Are you running the compose up in the folder where the portainer yml is?

:man_facepalming: no. With that, i was able to launch Portainer; however, no containers have migrated. I believe this is due to a daemon issue; under EE Portainer shows its root directory as /var/lib/docker (in the Host Overview settings), while under cobia the root directory is, as expected /mnt/OPS/Docker.

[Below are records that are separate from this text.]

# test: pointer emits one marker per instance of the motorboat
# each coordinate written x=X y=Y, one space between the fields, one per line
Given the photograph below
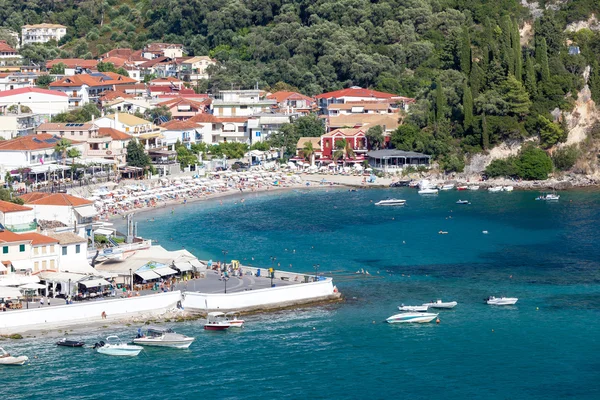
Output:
x=234 y=321
x=501 y=301
x=411 y=317
x=162 y=337
x=447 y=186
x=422 y=308
x=69 y=343
x=114 y=347
x=7 y=359
x=440 y=304
x=391 y=202
x=548 y=197
x=216 y=321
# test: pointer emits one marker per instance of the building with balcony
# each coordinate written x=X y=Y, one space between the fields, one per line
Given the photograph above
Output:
x=17 y=218
x=146 y=132
x=240 y=103
x=42 y=33
x=43 y=102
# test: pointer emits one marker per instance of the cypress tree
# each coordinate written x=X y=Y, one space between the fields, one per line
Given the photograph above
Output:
x=465 y=53
x=516 y=44
x=485 y=134
x=541 y=56
x=530 y=78
x=467 y=106
x=594 y=82
x=440 y=101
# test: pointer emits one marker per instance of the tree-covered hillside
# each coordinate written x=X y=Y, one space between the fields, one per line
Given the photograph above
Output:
x=477 y=79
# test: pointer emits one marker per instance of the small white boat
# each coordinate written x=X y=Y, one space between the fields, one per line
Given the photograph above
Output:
x=447 y=186
x=411 y=317
x=162 y=337
x=428 y=191
x=422 y=308
x=501 y=301
x=441 y=304
x=234 y=321
x=117 y=348
x=7 y=359
x=216 y=321
x=391 y=202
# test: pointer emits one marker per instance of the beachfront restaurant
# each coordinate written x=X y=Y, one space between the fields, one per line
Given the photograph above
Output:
x=386 y=160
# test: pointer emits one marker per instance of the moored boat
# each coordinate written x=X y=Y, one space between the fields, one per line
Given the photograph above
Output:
x=114 y=347
x=162 y=337
x=391 y=202
x=422 y=308
x=69 y=343
x=216 y=321
x=7 y=359
x=234 y=321
x=441 y=304
x=501 y=301
x=411 y=317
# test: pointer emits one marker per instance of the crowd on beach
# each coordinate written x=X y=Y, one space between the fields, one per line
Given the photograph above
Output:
x=123 y=199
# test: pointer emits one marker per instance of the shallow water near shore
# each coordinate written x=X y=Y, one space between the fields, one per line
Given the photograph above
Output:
x=545 y=346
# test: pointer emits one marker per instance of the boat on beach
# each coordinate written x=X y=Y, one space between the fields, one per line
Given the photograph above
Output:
x=216 y=321
x=234 y=321
x=163 y=337
x=117 y=348
x=391 y=202
x=501 y=301
x=70 y=343
x=441 y=304
x=7 y=359
x=422 y=308
x=411 y=317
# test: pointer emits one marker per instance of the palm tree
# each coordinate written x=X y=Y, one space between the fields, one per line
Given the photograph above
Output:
x=61 y=148
x=308 y=151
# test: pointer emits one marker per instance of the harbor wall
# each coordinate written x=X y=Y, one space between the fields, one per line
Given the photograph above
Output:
x=50 y=317
x=280 y=296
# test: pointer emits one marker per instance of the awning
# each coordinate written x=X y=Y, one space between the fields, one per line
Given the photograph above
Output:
x=165 y=271
x=95 y=282
x=9 y=292
x=22 y=265
x=86 y=211
x=148 y=275
x=184 y=266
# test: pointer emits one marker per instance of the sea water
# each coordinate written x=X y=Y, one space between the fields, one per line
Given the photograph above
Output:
x=546 y=346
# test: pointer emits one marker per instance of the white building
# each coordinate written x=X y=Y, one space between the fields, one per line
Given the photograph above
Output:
x=17 y=218
x=240 y=103
x=42 y=33
x=40 y=101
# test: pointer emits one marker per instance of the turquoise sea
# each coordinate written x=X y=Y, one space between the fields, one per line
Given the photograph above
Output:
x=547 y=346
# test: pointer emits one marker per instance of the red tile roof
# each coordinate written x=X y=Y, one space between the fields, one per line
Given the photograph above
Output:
x=32 y=90
x=356 y=92
x=73 y=63
x=282 y=96
x=7 y=206
x=114 y=134
x=54 y=199
x=36 y=238
x=31 y=142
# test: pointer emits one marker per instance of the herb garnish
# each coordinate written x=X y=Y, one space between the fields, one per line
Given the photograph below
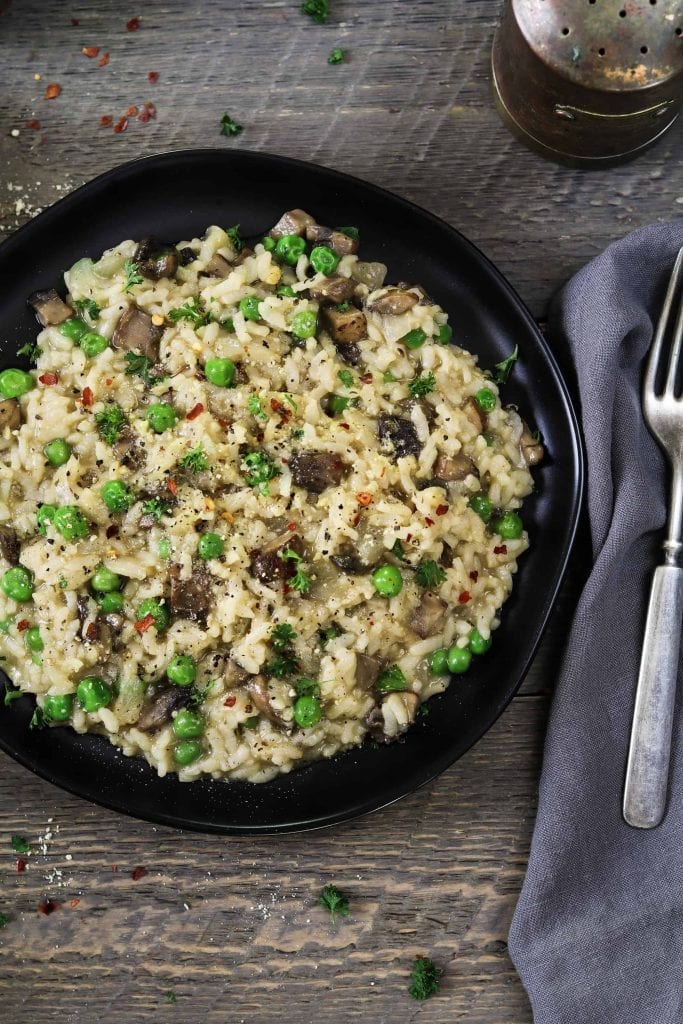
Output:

Perhaps this would be resolved by running docker compose up -d from /mnt/OPS/Docker/Portainer/data/compose/ (vs /mnt/OPS/Docker)

Note: this did not help

You mean here:
echo “§§ Attempting to create JSON configuration… §§”
read -r -d ‘’ JSON <<END_JSON
{
“data-root”: “$docker_dataset”,
“storage-driver”: “$storage_driver”,
“exec-opts”: [
“native.cgroupdriver=cgroupfs”
]
}
?

Because data root should be what you set in the top of the script. Try deleting that json and running the script again. Something is very weird with your system there.

Also, this is not all the images you should have in apt.

no, sorry, i was speaking specifically to what i’m seeing in portainer as the “root directory”.

I navigated to /mnt/OPS/Docker, and ran docker compose up -d from that location. Despite that, the “root directory” listed in portainer remained /var/lib/docker instead of /mnt/OPS/Docker (which is the case on my old configuration). The location at the top of the script remains docker_dataset="/mnt/OPS/Docker" in the script in both cases.

I can simply try to delete my entire non-working EE partition and update trains again from Cobia to try to clean things up if we think that would work.

I was able to delete my EE boot partition and upgrade lineraly from Cobia → DF → EE and get this working as expected. Once EE booted, i simply had to manually run systemctl start docker and then navigate to the appropriate /path/to/Docker folder and run docker compose up -d.

The only remaining issue is that Docker does not start on EE boot and i must manually run systemctl start docker at each reboot. I’m working to find a resolution

Did you make sure the script is running in post init now? Because that should take care of that.

Yes, docker actually does start at boot due to running the script post init; however, the containers are not present until running a systemctl restart docker command. All containers are set to restart: unless stopped

that is weird. then just add that command at the end of the script and you should be fine.